Doesn't seem to matter who you are, or even what style of shooting you do, most people report that they are really happy with about one in one hundred photographs. This explains why I was so frustrated as a large format shooter as the same odds seemed to apply there - and it would appear they applied to Ansel Adams. Of course, his one was better than our one, but he probably didn't feel any happier with the one than we do.

Common sense would suggest that if you approach each scene methodically and find the absolutely best position and wait for the perfect timing, light and wind, success should be much more common. But, for every picture that you spend 20 minutes (or more) fussing over, you missed 19 other photographs which from my experience quite often turn out better than the one you stopped the car for in the first place.

We will distort the figures if we start shooting 10 images to do a focus blend, 5 images for a stitch, 3 for an exposure blend, etc. but discounting those inflated  numbers, the rule is pretty close to right for many of us.

Knowing the odds, we can relax about shooting (it hasn't been one hundred yet so I shouldn't be kicking myself for not getting a great image). In fact, the more desperate we are for a good image, the less open we are to seeing what's interesting in front of us and the more rigid our thinking about what will make a good photograph.

It would be rare to shoot 100 different images at a single scene. I find this takes about three separate scenes.
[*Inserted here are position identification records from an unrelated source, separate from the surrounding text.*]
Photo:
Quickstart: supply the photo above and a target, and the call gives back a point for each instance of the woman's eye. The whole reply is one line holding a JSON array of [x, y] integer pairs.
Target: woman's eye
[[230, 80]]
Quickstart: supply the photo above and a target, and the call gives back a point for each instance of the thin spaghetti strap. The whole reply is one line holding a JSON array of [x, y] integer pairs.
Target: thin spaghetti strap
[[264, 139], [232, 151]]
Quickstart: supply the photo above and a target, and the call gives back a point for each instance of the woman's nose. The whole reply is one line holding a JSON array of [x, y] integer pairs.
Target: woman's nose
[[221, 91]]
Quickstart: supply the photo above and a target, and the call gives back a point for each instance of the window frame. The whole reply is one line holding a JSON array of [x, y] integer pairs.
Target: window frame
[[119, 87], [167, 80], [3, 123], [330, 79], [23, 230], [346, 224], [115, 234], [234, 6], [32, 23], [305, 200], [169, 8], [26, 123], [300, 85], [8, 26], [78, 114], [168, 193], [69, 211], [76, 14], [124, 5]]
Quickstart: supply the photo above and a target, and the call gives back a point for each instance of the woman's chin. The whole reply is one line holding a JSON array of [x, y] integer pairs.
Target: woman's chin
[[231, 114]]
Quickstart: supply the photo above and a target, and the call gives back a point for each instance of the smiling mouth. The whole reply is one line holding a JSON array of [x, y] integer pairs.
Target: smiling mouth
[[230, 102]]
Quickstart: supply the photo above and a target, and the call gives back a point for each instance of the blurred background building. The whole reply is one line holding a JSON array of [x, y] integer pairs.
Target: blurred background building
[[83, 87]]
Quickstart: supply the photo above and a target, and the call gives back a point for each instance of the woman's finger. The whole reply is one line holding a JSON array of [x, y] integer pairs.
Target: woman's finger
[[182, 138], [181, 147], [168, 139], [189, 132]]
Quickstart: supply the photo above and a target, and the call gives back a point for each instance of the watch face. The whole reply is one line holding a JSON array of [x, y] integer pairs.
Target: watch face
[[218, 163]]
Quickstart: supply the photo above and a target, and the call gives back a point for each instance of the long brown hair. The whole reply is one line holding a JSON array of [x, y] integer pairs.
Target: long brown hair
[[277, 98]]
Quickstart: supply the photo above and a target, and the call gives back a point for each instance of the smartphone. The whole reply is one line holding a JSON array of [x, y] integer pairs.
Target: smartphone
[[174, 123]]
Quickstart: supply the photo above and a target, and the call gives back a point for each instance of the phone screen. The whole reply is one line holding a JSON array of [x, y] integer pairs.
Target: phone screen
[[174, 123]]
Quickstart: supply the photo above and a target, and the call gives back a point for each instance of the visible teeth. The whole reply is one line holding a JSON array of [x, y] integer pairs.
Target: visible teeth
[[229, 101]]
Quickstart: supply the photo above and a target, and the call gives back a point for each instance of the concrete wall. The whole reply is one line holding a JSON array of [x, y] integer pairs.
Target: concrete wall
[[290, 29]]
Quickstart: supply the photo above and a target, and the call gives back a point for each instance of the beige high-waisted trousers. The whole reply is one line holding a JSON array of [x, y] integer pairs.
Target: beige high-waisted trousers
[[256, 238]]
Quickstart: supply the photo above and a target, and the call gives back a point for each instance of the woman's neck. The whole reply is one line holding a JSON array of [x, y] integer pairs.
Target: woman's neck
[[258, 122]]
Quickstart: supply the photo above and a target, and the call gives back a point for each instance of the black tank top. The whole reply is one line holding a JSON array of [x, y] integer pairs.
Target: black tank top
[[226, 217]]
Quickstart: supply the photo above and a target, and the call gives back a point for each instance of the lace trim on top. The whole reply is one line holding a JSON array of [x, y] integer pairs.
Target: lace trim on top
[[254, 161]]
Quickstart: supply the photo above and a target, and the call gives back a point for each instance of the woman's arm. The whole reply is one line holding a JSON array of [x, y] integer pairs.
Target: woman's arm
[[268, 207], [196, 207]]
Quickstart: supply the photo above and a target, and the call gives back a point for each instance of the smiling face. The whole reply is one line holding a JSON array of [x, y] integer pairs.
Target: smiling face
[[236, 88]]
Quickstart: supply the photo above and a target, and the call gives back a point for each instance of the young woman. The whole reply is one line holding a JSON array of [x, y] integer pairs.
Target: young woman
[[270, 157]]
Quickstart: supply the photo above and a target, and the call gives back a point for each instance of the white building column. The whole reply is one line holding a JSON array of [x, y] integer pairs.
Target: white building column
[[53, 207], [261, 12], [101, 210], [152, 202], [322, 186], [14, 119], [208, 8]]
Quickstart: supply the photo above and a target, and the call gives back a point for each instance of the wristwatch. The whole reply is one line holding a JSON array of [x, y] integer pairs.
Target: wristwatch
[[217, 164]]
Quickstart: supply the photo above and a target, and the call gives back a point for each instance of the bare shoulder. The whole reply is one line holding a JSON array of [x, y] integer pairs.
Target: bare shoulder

So, if I want to come as close as possible to guaranteeing a decent photo today, I'd better plan on photographing more than one scene/setup. This is relevant in terms of setting up the day, but also in being open to finding something interesting on the way to or from the main work of the day. Some of my best images have been photographed after the light turned bad, while travelling to or from the scene, or from finding something different at the scene from what you expected to photograph.

This willingness to be flexible is crucial to being successful in getting a good image and getting good images is what drives us out there the next time.

1 comment:

Chuck Kimmerle said...

Considering that AA shot sheet film and probably only used a couple sheets per subject, we can assume that he had far more than three subjects from which to choose his 1 in a 100. So, I'm not sure that shooting 33 frames on 3 different subjects would be the same.

Brooks Jensen had a podcast recently in which he addressed the way that digital photogs now do their "pre-visualization" in the camera, during shooting, which would be prohibitively expensive for a film shooter. In essence, digital folks shoot a lot more frames per subject. We're thinking/progressing during each frame, working towards the photo that feels right.

If he's right, and I think he is, that means that most of the images we shoot are just a part of our workflow, not our final frames.

So, we cannot take Ansel's "1 in a 100" statement as literally as we used to. It needs to be amended for the new workflow.